The forecast for today was light rain from late morning, then heavier this afternoon.  So we were on our way by 8.30, relieved we had finished Napton locks yesterday.  We hadn’t been going long when we came across a swimming cow.  She had been paddling along below her friends in the field, and before we got to her was right under a bush, having a nibble.  Suddenly, she turned into the canal and swam – unfortunately no picture – to return to the shallows and her friends.  There was a low bit at the end of the Armco where she could walk out, so we didn’t feel we had to notify anyone.

A little further on, a long way from habitation, was a small tent.  No fishing gear visible, so we thought it was probably a long distance walker having a lie-in.  He should have been up and about to beat the rain, we thought, and get a few miles under his belt.  But before long it had started – light, but enough to need waterproof jackets. 

Then we reached the super-bendy bit between bridges 126 and 127, and the depredations of HS2.  Here, if the huge machines weren’t whizzing back and forth, you might not notice it across the wheat field -

But a little further round was this enormous heap of subsoil, getting higher by the minute.

The rain was now hard enough to need over-trousers too, and boaters were mostly suitably dressed, though some hirers clearly didn’t have waterproofs, or couldn’t be bothered to put them on.  Not NB Tyseley and the Mikron crew though, on their way towards Calcutt for a performance.  It’s a shame our timing couldn’t coincide.

There hadn’t been a lot of boats coming from Fenny, till, naturally, the most awkward bridge – 131, Griffins Bridge, where the canal turns almost through 180°.  We knew there was a boat in front of us and they had gone through ok – or so we thought.  Suddenly a boat came through far too fast and ended up on the towpath side of the canal, clearly not realising there was a tight bend to be negotiated.  We had time to safely change course and passed him on the ‘wrong’ side (starboard to starboard) only to see, just through the bridge, the stern of the boat in front which must have been pushed into the trees.  They didn’t have anywhere else to go though, as another boat had arrived.  Luckily no contact was made at all, though both boats had to be passed on the ‘wrong’ side, and the usual comments about meeting boats in bridgeholes were exchanged. 

We called in at Fenny chandlery for a gas bottle, and continued in the rain through the ‘tunnel’.  The collapsed towpath repair we saw last trip has been completed.

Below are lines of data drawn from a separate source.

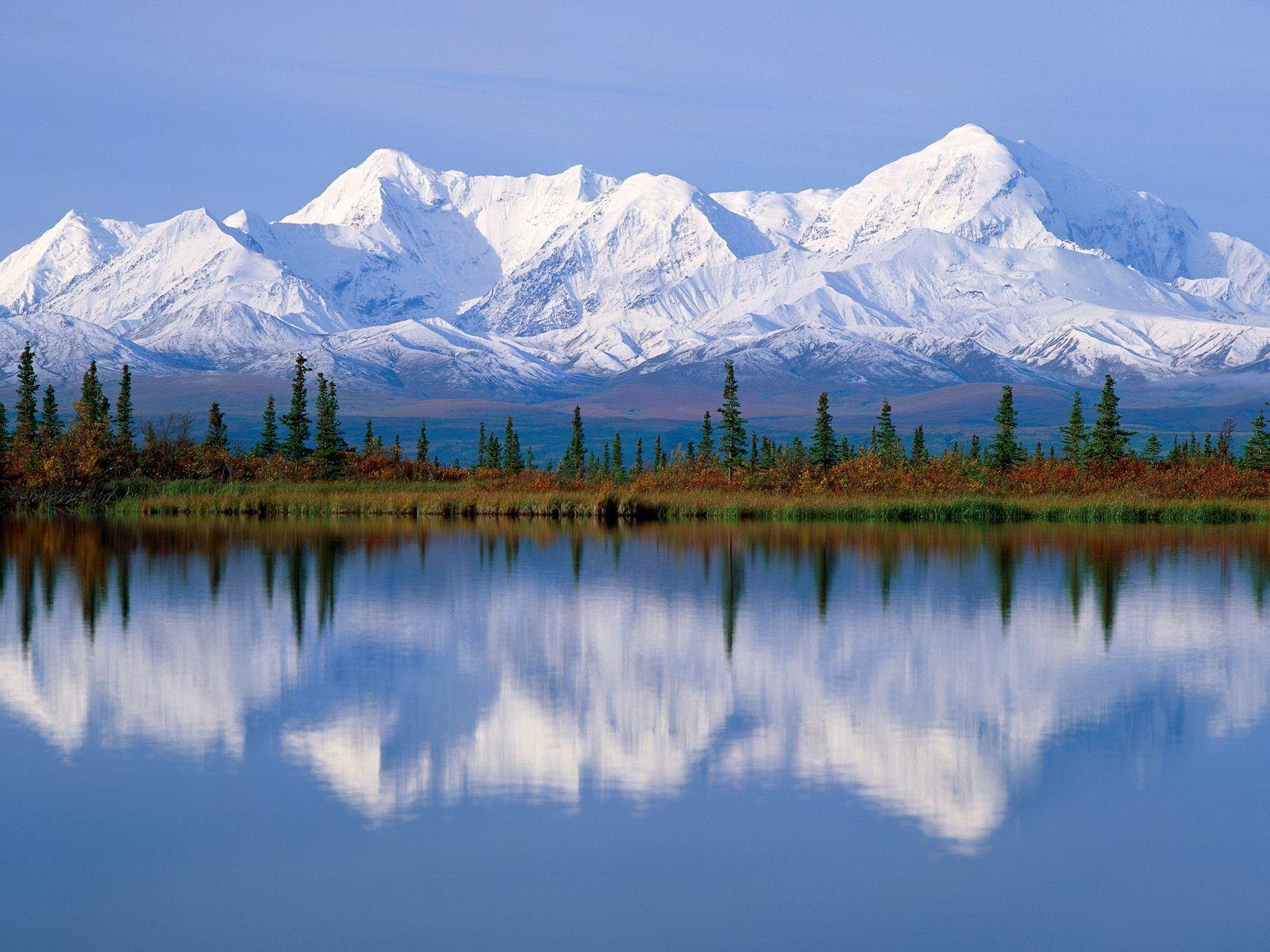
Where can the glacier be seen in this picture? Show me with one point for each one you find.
(976, 259)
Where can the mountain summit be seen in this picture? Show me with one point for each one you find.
(977, 258)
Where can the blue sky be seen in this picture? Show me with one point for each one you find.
(143, 109)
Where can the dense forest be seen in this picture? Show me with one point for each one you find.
(99, 452)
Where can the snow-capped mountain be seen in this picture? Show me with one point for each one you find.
(975, 259)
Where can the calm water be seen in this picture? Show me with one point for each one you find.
(400, 735)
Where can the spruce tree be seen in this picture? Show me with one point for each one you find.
(887, 442)
(732, 425)
(618, 469)
(268, 444)
(296, 420)
(1109, 440)
(50, 416)
(217, 435)
(1076, 435)
(25, 428)
(92, 410)
(512, 459)
(125, 425)
(918, 455)
(1257, 451)
(575, 456)
(706, 450)
(421, 447)
(825, 447)
(1151, 450)
(328, 437)
(1005, 452)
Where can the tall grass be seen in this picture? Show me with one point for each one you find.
(610, 505)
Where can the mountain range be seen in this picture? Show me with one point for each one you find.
(976, 259)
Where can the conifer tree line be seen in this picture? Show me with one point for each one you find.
(97, 443)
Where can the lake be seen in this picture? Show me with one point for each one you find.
(378, 735)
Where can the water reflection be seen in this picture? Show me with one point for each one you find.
(929, 670)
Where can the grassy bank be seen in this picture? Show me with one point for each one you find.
(461, 501)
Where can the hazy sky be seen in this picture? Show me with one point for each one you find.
(139, 111)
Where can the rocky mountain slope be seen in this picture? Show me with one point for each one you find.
(975, 259)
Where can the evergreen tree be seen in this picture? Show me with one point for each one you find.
(296, 420)
(93, 410)
(825, 447)
(328, 436)
(918, 455)
(1005, 452)
(512, 459)
(125, 427)
(268, 444)
(217, 435)
(887, 442)
(50, 416)
(1076, 435)
(1257, 451)
(1108, 440)
(575, 456)
(619, 461)
(1151, 451)
(421, 447)
(25, 428)
(706, 450)
(732, 425)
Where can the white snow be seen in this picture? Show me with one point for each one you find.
(976, 258)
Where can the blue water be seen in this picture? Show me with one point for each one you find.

The rain had eased a bit and we were enjoying the cruise round the sweeping bends on the way to Claydon locks.  On one, an oncoming boat was on the wrong side and appeared to be changing course to get back to where he should have been.  Luckily we were going very slowly, but realised, too late, that he hadn’t changed course at all and was still coming towards us!  A quick slam into reverse was not enough to prevent a collision.  We were annoyed, as none of the four people at the stern had made any sign to show that they were in trouble. In fact they had positioned themselves wrongly and were trying to change course while ploughing through the shallows.  They apologised profusely of course, and we were very nice back to them, but at the very least they could have indicated that we were to pass to starboard.  We didn’t get stuck although they had pushed our bow into the shallows.

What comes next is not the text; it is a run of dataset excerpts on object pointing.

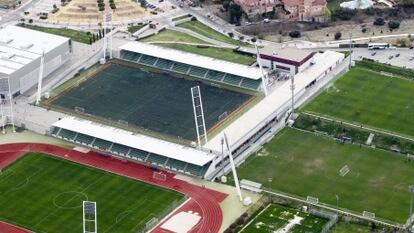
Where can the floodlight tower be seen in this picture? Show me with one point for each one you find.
(39, 82)
(11, 105)
(411, 190)
(199, 115)
(2, 117)
(259, 62)
(292, 88)
(350, 50)
(233, 167)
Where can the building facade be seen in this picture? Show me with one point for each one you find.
(287, 60)
(21, 51)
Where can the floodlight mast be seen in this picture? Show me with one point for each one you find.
(39, 82)
(233, 167)
(259, 62)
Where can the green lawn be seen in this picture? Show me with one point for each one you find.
(276, 217)
(45, 194)
(173, 36)
(344, 227)
(366, 97)
(78, 36)
(207, 31)
(218, 53)
(303, 164)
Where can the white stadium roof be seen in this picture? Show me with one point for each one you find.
(138, 141)
(273, 104)
(194, 59)
(20, 46)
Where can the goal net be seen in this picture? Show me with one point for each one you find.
(159, 176)
(312, 200)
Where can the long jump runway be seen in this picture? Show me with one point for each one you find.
(203, 201)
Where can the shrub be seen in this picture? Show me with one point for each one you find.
(379, 22)
(338, 35)
(294, 34)
(393, 24)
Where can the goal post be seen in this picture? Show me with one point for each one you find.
(89, 217)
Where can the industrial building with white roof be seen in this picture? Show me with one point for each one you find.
(21, 50)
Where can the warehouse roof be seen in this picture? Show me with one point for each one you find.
(137, 141)
(194, 59)
(20, 46)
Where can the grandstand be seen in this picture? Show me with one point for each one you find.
(196, 66)
(140, 148)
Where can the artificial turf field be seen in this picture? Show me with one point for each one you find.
(275, 217)
(369, 98)
(304, 164)
(44, 194)
(151, 101)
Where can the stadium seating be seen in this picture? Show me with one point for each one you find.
(250, 83)
(157, 159)
(54, 130)
(139, 154)
(147, 60)
(215, 75)
(178, 165)
(198, 72)
(180, 68)
(232, 79)
(67, 134)
(102, 144)
(164, 64)
(194, 169)
(84, 139)
(130, 56)
(119, 149)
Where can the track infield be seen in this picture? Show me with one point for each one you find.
(157, 102)
(366, 97)
(44, 194)
(303, 164)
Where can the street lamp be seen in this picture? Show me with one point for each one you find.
(411, 190)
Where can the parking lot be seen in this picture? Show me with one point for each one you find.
(403, 57)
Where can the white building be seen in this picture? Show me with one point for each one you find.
(21, 50)
(289, 60)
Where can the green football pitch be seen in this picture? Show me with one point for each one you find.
(366, 97)
(304, 164)
(152, 101)
(44, 194)
(276, 218)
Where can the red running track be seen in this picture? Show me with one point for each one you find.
(202, 200)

After a quick check inside – open cupboard doors, tilted glasses (but thankfully no breakages), and a TV that was perilously close to the edge of the shelf – we continued to Claydon locks.  The renovations at the top lock cottage were continuing, with a new ‘Private’ sign by the gate.

I hope they keep that lovely orange climber (Campsis, I think).  We were fortunate to meet boats emerging from all the locks except the last, and moored below the locks for a late lunch. The rain got worse for a while, and then eased off again, so we opted to drop down to Cropredy.  Not the best decision it turned out – the rain got harder and my jacket turned out to need reproofing.  At one of the locks was a boat that appeared to have no steerer - without proper waterproofs, the steerer was crouching down to try and avoid the rain as he came out of the lock.  He then proceeded to zig-zag his way towards the bridge, luckily managing not to hit anything as he went.  Dave was waiting between the bridge and the tree but can't be seen in the photo.

We got to Cropredy and were astonished to have a wide choice of moorings.  So, easily finding somewhere that wasn't under a dripping tree, we moored, on went the Mikuni, and I could dry my sodden jumper and waterproof.

We had been thinking of having a meal in one of the pubs, but the weather was so miserable we stayed on board.

11 miles, 8 locks.  Rather a lot for such a wet day!